PUBLISHED: 08:00 03 June 2006 | UPDATED: 10:57 22 October 2010

Back in the days when Brats M and M needed constant supervision, I remember how we craved for a night out. But money was tight and we could not afford to hit the town very often.

Back in the days when Brats M and M needed constant supervision, I remember how we craved for a night out. But money was tight and we could not afford to hit the town very often. When we did go out for a meal, it was a special occasion. We'd build up to it; Mrs H would spend even longer than she does now planning what to wear and I would… well, just be grateful we were escaping.

As we wallowed in our meal, part of us would naturally worry that everything was ok back at base, but here was the chance for some adult talk; no interruptions with demands to play Hungry Crocs or kick a ball around.

But what did the main topic of conversation turn out to be? Yes, the children. How they were developing, what they'd achieved. We relived funny moments from the past few months and talked of our aspirations for them. Then it was off home to release the babysitter.

So much for a brat-free evening.

And it still happens to some extent when we go out. OK, there's no babysitter and we do discuss other topics such as will we ever get round to decorating and Mrs H will set out her vision for the garden, but there remains a large part of the conversation which is centred around what the pair of them are up to in their independent lives.

I mention this because I realised the other day that Brats M and M must discuss us when they're out, either with their friends or with each other. I suppose it's as natural for them to compare notes on us as we do on them.

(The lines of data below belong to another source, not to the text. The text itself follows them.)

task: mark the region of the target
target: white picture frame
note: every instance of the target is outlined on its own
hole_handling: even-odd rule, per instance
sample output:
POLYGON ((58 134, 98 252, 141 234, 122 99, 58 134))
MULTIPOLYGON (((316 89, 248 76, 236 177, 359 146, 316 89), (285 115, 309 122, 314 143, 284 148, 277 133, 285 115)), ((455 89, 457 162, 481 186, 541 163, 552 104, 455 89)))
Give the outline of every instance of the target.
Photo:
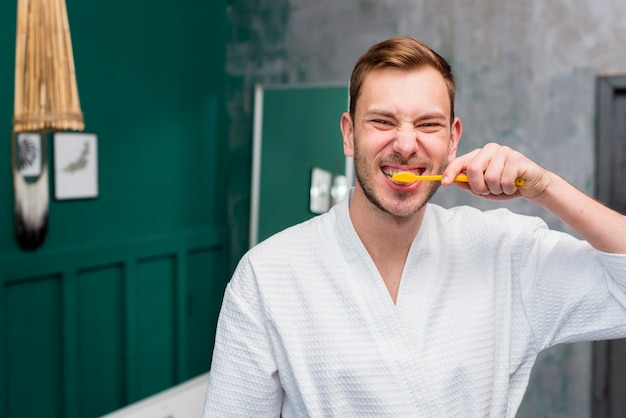
POLYGON ((98 197, 98 136, 57 132, 53 143, 55 199, 98 197))

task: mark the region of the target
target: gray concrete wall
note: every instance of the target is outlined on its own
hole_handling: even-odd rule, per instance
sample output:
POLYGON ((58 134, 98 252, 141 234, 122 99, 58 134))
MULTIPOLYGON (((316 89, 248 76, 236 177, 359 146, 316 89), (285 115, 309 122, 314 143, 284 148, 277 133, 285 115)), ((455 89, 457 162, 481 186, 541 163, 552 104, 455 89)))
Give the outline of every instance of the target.
MULTIPOLYGON (((595 77, 626 73, 622 0, 232 0, 228 13, 234 254, 247 239, 254 83, 347 83, 358 56, 394 35, 420 38, 452 63, 461 151, 508 144, 593 193, 595 77)), ((436 201, 495 205, 452 189, 436 201)), ((527 202, 507 206, 568 230, 527 202)), ((518 416, 589 417, 590 353, 588 344, 545 352, 518 416)))

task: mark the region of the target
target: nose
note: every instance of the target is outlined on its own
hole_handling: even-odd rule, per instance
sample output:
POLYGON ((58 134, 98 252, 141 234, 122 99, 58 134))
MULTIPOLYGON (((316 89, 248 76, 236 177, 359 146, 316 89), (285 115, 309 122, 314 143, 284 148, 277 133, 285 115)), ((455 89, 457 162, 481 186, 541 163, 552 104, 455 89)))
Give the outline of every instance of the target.
POLYGON ((394 152, 404 158, 408 158, 417 153, 419 149, 417 132, 413 127, 399 127, 392 144, 394 152))

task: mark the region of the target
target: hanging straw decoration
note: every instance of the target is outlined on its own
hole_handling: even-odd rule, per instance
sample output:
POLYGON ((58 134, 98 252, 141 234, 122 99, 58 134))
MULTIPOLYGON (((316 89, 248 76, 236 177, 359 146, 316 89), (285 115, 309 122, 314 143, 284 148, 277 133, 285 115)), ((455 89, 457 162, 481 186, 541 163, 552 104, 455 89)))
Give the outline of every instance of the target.
POLYGON ((47 133, 83 129, 65 0, 18 0, 11 158, 15 235, 23 249, 39 247, 48 230, 47 133), (16 138, 28 132, 41 134, 35 177, 17 167, 16 138))
POLYGON ((65 0, 18 0, 13 131, 82 131, 65 0))

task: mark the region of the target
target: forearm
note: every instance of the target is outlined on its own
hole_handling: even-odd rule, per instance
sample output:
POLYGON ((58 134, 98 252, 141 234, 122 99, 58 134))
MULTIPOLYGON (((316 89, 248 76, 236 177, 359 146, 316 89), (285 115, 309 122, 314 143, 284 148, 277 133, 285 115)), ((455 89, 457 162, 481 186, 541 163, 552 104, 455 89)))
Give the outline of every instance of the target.
POLYGON ((595 249, 626 254, 626 216, 609 209, 550 173, 545 191, 531 201, 543 206, 569 225, 595 249))

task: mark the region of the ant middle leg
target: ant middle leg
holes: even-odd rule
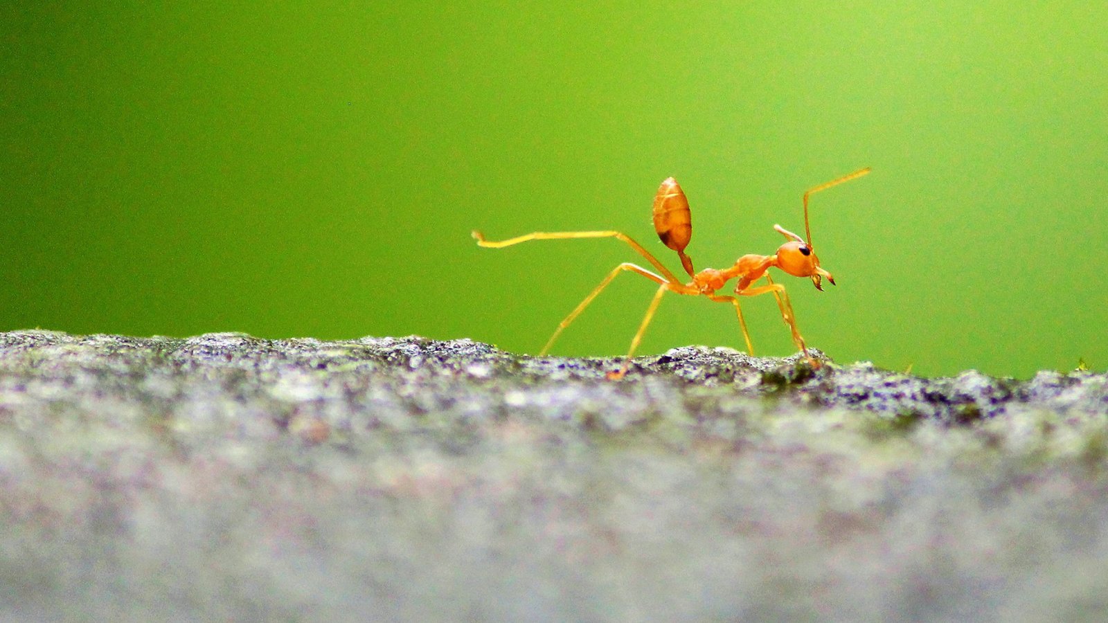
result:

From the playground days of: “My dad's bigger than your dad,” to the more intense analysis now they're older and they have the “Why are we all here” debates that young people have. They start in the pub and go on into the early hours.

This all cropped up when Brat Minor was staying with us during his recent illness. He was listening quietly while Mrs H and indulged in a good marital chunter. Finally he could resist no longer and interjected with a comment.

“You know,” he said thoughtfully. “I'm never sure which of you is the most stubborn.”

There was a moment's silence while, simultaneously, Mrs H and I sucked in huge breaths in readiness to deliver our cases. I must have been stung because I actually got in first.

“Yer mother is,” I crowed. “And she's awkward; if I said the sea is blue, she'd say 'Hmm, well it's a bit green really.”

“Phworr!” exploded Mrs H. “If you don't want to do something you won't do it.”

We sparred excitedly while Brat Minor stood there grinning.

“I think,” he said ponderously, “that Mum just comes out and says 'no' but Dad's subtly stubborn.”

It was clear from his considered answer that he had thought about it - and probably discussed it with his sister.

Mrs H and I continued to trade tart remarks before agreeing that, if we were honest, he was probably not too far off the mark.

This is another step in that gradual reversal of roles. From telling our youngsters where we thought they were going wrong or how they ought to handle a particular situation the boot is slowly transferring to the other foot.

Last week, Brat Minor was giving me a lesson on how to store my CDs on the computer and download them to my MP3 player.

“Hang on,” I said. “It wasn't so long ago that we were sitting in this very room and I was helping you with your schoolwork.” And I added with a hint of regret in my voice: “Now I'm the pupil.”

It is reassuring that they will still ring us for advice and guidance. But even there we seem to ring Brat Minor just as often when the video plays up or the computer crashes.

Recent events have proved that we are still useful when it comes to acting as hospital, doctors, nurses and pharmacist. But how long will it be before they are doing even that for us.

I can see it now; Mrs H and me huddled by the fire clutching hot-water bottles as we sip our hot lemon drinks. The Brats turn up; demand to know if we have eaten that day. Have we called the doctor? Are we sleeping properly?

One of them cuts the lawn while the other goes to the shop. We promise faithfully to do everything they have told us and as soon as they are in the car we ignore it all and go back in front of the fire with a fresh mug of Lemsip.

They will be the ones delivering the taxi service, taking it in turns to pick us up on a Sunday afternoon to take us for a ride in the country.

And I suppose there will come a time when they have Power of Attorney over our money. Mind you, I think they assumed that at birth.